The kids decided to start a La Puente jar at home; La Puente is the homeless shelter they want to help out. Marian and I have a follow-up appointment for a health study coming up, and Marian will earn $10 there. She plans to donate most of it. (The study involved reporting food intake, evaluating diet, and getting weighed, measured, etc. We qualify due to a history of diabetes in the family.) They want to donate money of theirs separately from anything we are able to organize with the homeschool group.

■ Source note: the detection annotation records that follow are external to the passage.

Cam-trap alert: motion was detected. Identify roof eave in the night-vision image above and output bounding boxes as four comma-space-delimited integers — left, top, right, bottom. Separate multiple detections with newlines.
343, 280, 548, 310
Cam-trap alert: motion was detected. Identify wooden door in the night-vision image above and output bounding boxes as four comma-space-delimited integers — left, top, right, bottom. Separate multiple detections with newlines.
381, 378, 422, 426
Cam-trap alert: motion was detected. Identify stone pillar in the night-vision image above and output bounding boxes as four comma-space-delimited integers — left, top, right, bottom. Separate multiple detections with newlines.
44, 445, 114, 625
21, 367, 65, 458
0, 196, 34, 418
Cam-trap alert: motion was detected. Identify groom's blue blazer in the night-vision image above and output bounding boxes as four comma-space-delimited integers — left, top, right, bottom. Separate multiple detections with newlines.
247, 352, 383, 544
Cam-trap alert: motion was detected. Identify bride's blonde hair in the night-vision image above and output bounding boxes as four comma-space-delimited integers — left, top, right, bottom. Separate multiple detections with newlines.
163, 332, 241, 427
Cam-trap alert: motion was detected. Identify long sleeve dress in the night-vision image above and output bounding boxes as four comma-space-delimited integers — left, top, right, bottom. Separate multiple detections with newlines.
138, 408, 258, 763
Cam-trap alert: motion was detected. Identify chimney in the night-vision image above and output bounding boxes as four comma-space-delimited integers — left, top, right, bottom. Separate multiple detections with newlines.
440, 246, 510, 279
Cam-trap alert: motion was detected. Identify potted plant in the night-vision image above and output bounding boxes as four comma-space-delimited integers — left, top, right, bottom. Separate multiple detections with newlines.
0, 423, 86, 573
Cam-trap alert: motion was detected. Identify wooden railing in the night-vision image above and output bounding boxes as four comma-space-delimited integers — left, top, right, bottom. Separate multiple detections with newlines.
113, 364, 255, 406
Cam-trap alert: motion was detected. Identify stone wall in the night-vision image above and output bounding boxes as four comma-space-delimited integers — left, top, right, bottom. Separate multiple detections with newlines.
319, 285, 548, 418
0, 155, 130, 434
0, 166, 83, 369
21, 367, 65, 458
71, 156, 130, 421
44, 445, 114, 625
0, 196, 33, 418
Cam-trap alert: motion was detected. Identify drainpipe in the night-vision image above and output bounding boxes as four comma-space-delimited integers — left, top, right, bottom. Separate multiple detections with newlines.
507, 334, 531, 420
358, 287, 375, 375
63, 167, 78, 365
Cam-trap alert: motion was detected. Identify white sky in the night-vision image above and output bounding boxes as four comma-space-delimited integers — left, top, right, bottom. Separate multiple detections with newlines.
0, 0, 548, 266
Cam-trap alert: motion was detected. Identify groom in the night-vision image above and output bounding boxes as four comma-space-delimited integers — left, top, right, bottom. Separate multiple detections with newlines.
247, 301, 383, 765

Over dinner this evening, Marian and Leo were discussing how cool it is to be experiencing big milestones together. They’ve both lost their bottom two teeth and their top teeth are loose now. In addition, Leo is at almost the same level in reading. They are two years apart in age. I am SO thrilled that they are seeing this sharing as a wonderful thing, without their being any competition or resentment. It just fills my heart. We all seem to be in such a good place right now, and it is just lovely.

After dinner, Marian drew lots of pictures, many featuring dresses of different designs. She would draw out the dress first, in detail, and then add the person to it. Leo watched her intently, and Sophie counted the alligators in the local Gator Gazette (a publication put out by the gator rescue place). (This is when I reviewed some of my sociology chapters.)

We found out that Madeline L’Engle died last week. We read up on her life and death, talked about A Wrinkle in Time, I told them how many other books she had written and shoed them my collection, and we lit a candle for her. We were happy to learn she died of natural causes at age 88, and wished her peace along her journey.

We headed out to the wildlife refuge this evening, and along the way the kids practiced some basic Spanish, Leo sang a seemingly neverending and rousing rendition of “Why Can’t We Be Friends?”, and we saw lots of cows and horses (including some late babies).

At the refuge we saw many ducks, coots, geese, and countless little birds whose names I doubt I will ever remember, but not for lack of trying. We noticed some fall colors, talked about wetlands and beavers and dinosaurs and cranes and the atmosphere, observed and discussed a distant airplane contrail, and picked a fuzzy pussy willow that had turned halfway to fluff. We stopped near the end of the refuge tour route and watched a beautiful sunset framed by a baby moon (yes, we sang to her again), and the silhouettes of flying geese. I think this was my favorite part of the day.

On the way home, we counted by hundreds and the kids discovered that the “ten” hundreds must be said differently. (1300 can be thirteen-hundred, but 2000 cannot be twenty-hundred, for example.) Leo got the mini-keyboard to work and banged out a couple of “tunes”, we saw and discussed mirages, and Marian felt she was visited by a cat spirit. She said it looked a lot like our beloved cat Luna who passed away a couple of years ago, but had a Spirit feel to it. (Spirit is our adult fosterling who currently has free roam of our house, and will likely become a permanent addition, though I’ve not told the kids yet. He was miserable and aggressive and mean at the shelter, and is just fine here.) She decided that before she went to sleep, she would send out an invitation to any friendly feline spirits who might want to give her a message of any kind, letting them know that this evening’s was unclear.

At home, Leo read Dogs: From Arf to Zzzzzz to us, and I read them Starring Mirette & Bellini (McCully) which inspired a brief discussion about Russia past and present, and The Empress and the Silkworm (Hong) which we all recognized from a version we’d read in Story of the World awhile back. We talked about the story, and also about the ramifications for the silkworms involved. Then I read them a chapter from The Midwife’s Apprentice (Cushman) which triggered a discussion about eels and some funny quotes from “The Princess Bride” movie, and then they all went to bed.

And that was our day. I know I left out the fuzzy caterpillar we found inside the animal shelter and relocated in our backyard, and the shapes we saw in the clouds, and the fractions/multiplication/division we explored upon realizing the five of the fifteen cats we’re about to have will be calicos, but you get the idea.